A paper published in the 70s by K. J. McCree shows us that green light is not only used by plants for photosynthesis but it is almost as effective as blue light in some plant species. The McCree Curve shows the relative effectiveness of individual wavelengths on photosynthesis. It is thought that this use of green light is down to pigments such as carotenoids that absorb green light and transfer the engery to chlorophyll for photosynthesis.
Many lighting companies misuse the McCree curve viewing it as a blueprint for ideal spectral power distribution. This is not correct for a few reasons. The McCree curve was produced from experiments using individual wavelengths of light to measure photosynthetic response and doesn't indicate the response to a full spectrum of light. Also, these experiments were conducted using small leaf samples of 22 food crop plant species and therefore do not reflect the response of a whole plant or of all plant species. Finally the curve represents photons that have been absorbed, not photons emitted from a light source.
While little is known about the potential role green light plays in photomorphogenesis there are other benefits to having green light in your spectrum. Studies show that green light is efficient at penetrating through canopies, increasing photosynthesis beneath the canopy and increasing yields. Adding green light to grow light spectra will also increase the colour rendering index of the light, providing a more natural white light which will make it easier to inspect crops.
Photomorphogenesis is plant development that is triggered by light, such as seed germination, seedling development and flowering in photoperiod crops. This development is triggered photoreceptors in the plant that respond to absorbing certain wavelengths of light.

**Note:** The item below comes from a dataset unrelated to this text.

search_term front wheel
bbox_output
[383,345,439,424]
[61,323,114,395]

Typically plants contain phytochromes, which are photoreceptors that respond to red and far red light, and cryptochromes that respond to blue light.
Red and far red light trigger many developmental processes in plants. Phytochromes are responsible for processes such as flowering in short and long day plants, stem elongation in response to shade and the production of flavinoids such as anthocyanin (blue-purple plant pigment). There are two forms of phytochromes; red light absorbing, Pr and far red light absorbing, Pfr. Pr converts into Pfr after absorbing red light and Pfr converts into Pr after absorbing far red light. Red light is generally available to plants during the daytime, and far red light available in the shade and during the night, therefore plants use Pfr and Pr levels to determine when there are changes in the length of daylight and when they are in the shade.
Blue light is responsible for similar processes to red and far red light. One of the differences is that cryptochromes (which absorb blue light) can inhibit stem elongation. This means that adding more blue light to a spectrum could be ideal for those looking to offset the stretch that can be caused by far red light (shade response). This often occurs in greenhouses where there is an abundance of far red light. Blue light is also the trigger for phototropism where plants move and grow towards the light.